Failla. Ehren Jordan had a good day job with Turley, but longed to do his own thing. He went way out on the far Sonoma Coast into no-man’s land and, with his own sweat, made a brilliant vineyard. Then he settled down and made wines of great purity. Takehome lesson: Do what has to be done, no matter how hard.
Pisoni. Much has been said about the vineyard, but the man who planted it has been as important to the winery’s success as the grapes. Gary Pisoni’s personality is like Robert Mondavi’s on steroids. Take-home lesson: A colorful personality spills over into the wine, and can’t be faked.
Saxum. How did Justin Smith’s Rhone reds get to be the most expensive in Paso Robles? They’re delicious. The critics love them. The vineyard is immaculate. And Justin Smith doesn’t dilute himself by making a whole bunch of stuff he doesn’t care about. Take-home lesson: Do one thing better than anybody else.
Breggo. The story is so improbable. Douglas Ian Stewart runs a sorbet company in Brazil and an ice cream factory in San Francisco. Decides to move back to the land, in Anderson Valley. Next thing you know, he’s producing stellar Pinot Noir, with the help of consulting winemaker Ryan Hodgkins, who happens to be Hanzell’s assistant winemaker and viticulturalist. Take-home lesson: Find the best talent you can to help you fill in your divots.
Tangent. No, the Niven family wasn’t exactly broke when they started this specialty brand that produces only dry, crisp, off-beat whites in screwtops. They owned Baileyana and a good chunk of prime vineyard land in Edna Valley. But they did come up with an idea before anyone else, and in so doing, are driving the wave. Take-home lesson: Be innovative, not me too.

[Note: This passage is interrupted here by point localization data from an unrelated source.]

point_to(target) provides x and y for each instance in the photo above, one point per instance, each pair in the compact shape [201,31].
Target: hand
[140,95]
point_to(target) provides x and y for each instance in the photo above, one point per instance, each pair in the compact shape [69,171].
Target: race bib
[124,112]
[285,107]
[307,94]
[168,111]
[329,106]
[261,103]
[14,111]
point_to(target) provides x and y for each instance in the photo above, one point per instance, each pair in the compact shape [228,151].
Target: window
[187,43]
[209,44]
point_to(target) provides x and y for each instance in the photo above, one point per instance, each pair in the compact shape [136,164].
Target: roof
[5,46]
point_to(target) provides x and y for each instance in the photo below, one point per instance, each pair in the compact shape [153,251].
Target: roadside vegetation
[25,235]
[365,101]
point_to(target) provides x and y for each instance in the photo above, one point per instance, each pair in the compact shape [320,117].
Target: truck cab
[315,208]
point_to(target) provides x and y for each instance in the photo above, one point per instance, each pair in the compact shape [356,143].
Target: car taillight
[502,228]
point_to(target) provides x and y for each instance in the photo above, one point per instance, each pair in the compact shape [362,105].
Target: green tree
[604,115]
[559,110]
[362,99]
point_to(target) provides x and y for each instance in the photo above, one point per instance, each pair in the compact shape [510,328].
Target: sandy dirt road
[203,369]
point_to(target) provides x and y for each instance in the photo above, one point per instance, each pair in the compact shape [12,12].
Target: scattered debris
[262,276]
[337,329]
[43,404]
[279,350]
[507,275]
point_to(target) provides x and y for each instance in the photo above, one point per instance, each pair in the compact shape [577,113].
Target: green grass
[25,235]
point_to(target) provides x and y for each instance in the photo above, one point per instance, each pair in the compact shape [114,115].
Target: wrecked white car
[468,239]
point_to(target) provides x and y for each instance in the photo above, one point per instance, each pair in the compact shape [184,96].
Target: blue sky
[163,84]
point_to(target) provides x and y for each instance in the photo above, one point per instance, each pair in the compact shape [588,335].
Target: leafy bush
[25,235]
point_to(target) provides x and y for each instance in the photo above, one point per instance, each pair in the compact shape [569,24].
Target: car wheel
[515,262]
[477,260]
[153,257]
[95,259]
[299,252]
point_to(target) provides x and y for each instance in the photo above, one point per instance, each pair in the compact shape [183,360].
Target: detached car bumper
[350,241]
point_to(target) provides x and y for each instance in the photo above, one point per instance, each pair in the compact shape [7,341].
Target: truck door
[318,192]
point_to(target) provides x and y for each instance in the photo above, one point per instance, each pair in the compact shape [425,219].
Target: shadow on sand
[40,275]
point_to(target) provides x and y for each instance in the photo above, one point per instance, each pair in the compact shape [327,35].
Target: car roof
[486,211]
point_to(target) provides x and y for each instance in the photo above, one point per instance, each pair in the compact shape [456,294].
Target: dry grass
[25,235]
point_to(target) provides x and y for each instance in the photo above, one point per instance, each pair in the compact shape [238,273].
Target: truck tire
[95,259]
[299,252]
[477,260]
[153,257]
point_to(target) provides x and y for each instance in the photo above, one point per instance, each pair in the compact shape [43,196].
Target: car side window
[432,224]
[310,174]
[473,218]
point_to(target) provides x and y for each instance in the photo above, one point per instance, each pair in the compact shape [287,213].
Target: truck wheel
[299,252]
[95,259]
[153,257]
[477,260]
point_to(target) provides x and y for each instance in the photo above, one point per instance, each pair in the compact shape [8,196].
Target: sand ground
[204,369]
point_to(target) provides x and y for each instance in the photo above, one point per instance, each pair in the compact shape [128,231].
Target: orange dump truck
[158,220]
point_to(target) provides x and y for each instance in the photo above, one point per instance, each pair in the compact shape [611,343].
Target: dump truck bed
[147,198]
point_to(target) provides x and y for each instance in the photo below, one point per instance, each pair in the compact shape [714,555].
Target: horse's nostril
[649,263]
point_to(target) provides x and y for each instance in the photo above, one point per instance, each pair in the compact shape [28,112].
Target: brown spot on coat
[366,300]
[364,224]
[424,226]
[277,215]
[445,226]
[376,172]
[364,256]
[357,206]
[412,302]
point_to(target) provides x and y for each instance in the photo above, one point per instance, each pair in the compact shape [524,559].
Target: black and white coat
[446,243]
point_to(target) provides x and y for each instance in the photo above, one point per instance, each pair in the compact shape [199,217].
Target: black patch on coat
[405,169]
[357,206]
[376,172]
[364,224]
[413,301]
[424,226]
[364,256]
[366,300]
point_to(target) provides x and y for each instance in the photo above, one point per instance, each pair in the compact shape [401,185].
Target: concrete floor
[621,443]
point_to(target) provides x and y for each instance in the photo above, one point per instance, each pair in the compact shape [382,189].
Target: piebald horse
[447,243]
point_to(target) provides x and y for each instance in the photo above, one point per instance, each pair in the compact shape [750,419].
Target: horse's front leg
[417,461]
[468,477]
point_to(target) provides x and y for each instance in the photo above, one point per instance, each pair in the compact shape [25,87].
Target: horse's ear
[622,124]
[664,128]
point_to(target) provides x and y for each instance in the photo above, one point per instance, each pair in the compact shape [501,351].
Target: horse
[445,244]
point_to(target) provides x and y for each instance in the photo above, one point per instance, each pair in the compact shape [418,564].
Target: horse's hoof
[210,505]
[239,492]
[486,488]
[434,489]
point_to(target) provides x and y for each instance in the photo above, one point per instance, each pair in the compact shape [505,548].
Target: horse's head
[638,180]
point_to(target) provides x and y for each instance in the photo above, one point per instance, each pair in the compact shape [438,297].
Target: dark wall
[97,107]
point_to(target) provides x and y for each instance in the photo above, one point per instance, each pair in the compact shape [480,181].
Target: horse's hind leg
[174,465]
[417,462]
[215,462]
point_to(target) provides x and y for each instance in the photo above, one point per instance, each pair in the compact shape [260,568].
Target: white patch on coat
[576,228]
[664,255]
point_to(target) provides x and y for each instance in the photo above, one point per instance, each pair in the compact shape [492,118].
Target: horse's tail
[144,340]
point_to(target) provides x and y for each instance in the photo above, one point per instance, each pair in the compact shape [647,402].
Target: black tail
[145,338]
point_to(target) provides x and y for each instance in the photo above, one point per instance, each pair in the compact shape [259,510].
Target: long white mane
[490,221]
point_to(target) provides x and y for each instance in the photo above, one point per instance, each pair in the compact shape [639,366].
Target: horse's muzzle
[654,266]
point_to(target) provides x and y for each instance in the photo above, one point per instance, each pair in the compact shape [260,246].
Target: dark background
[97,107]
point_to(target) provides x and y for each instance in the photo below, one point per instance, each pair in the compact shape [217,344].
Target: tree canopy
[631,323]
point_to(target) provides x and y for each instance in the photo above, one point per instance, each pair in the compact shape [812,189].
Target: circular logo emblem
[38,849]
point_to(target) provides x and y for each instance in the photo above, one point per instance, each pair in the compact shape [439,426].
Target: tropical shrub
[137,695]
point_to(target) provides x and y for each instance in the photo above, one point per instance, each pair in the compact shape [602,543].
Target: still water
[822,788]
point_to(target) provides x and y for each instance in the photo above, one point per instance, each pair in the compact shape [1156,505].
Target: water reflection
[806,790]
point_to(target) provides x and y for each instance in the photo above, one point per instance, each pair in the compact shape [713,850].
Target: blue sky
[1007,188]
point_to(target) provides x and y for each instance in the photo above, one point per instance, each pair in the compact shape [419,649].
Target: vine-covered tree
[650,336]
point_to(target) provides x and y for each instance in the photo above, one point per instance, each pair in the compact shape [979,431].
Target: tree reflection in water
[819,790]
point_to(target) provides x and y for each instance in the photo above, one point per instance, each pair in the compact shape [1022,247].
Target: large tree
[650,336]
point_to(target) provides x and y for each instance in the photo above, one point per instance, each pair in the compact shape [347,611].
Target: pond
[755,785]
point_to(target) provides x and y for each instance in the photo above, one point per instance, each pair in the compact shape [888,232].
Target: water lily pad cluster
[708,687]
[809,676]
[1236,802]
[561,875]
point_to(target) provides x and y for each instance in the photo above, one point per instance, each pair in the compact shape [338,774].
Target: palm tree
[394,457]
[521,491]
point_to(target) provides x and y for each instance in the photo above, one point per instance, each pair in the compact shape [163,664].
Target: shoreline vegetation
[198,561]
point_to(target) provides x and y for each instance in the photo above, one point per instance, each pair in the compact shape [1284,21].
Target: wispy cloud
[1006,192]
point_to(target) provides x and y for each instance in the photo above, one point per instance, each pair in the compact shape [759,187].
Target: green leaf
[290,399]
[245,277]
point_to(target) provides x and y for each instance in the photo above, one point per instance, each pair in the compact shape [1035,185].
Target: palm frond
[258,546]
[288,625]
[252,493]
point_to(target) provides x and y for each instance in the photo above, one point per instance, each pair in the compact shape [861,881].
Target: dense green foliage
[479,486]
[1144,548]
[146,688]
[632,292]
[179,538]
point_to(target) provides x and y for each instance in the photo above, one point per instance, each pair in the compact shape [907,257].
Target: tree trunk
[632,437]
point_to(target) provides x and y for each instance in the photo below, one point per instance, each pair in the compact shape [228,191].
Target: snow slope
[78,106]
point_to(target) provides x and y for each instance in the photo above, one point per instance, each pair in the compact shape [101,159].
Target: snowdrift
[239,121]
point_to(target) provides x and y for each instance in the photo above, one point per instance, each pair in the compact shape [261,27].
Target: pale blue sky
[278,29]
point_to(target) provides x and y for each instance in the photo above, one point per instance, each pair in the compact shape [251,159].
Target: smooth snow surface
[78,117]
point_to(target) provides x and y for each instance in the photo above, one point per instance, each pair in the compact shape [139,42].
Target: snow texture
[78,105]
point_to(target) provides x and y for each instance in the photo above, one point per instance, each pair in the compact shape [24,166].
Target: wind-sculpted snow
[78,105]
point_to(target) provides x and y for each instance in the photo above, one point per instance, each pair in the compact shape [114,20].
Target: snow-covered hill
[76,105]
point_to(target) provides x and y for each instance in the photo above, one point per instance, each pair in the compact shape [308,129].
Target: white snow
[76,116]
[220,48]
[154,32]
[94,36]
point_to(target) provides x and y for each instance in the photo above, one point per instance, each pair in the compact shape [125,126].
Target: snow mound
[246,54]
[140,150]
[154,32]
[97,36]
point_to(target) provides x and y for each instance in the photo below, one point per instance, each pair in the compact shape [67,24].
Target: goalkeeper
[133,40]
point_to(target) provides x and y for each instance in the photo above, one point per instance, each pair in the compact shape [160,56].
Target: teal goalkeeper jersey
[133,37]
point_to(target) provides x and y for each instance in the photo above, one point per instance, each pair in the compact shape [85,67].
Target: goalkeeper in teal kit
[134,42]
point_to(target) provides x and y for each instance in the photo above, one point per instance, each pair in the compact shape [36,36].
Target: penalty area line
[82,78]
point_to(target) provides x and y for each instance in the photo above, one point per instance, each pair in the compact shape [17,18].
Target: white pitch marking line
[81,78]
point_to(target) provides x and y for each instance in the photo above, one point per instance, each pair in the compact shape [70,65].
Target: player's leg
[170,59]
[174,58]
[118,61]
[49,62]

Oh, and one more thing: None of the wineries above relied on gimmicks.

Blogging different from print? Not according to this poll…of bloggers


The Wine Bloggers Conference is slated to be held Oct. 24-26 in Sonoma, and I’ll be going. It’s my first participation in group blogdom since I launched this site last May and I value the experience.

Ever since I started paying attention to the wine blogosphere, I’ve noticed a current of feeling that blogging is somehow different in essence from traditional print — purer, more honest, less driven by concerns for advertising, profit and similar nasty pecuniary obsessions. This feeling is best expressed, of course, by bloggers themselves, as you’d expect from revolutionaries who operate outside the MSM box.

As one who straddles both worlds, I think that the similarities between blogging and print are more apparent than this view permits. Check out this “Feedback Forum” on the Wine Bloggers Conference website. It polled participants as to which among a list of possible breakout session topics they wanted most to attend.

Their choices reveal, not anything outstandingly radical or different about the wine blogosphere, but how its concerns are precisely those of print journalism. As of this date, here are the readers’ top 2 choices, with my commentary in italics.

– Increasing visitors to your blog. This is the same thing wine magazines want. Just substitute the word “subscribers” for “visitors” and “magazine” for “blog.”

– Making money from your blog. Duh.

I point these things out not to disparage blogging, although I do wonder if the Conference will address the topic of the ethics and practices of blogging, which I have recently called into question. I happen to believe blogging represents a wave of the future (although it’s unclear where that wave is taking us). But I don’t think blogging’s essence is fundamentally different from print journalism’s. It’s just a new medium, and if blogging is indeed something new, bloggers need to develop a set of ethics not only as stringent, but more so, than those under which print journalism operates.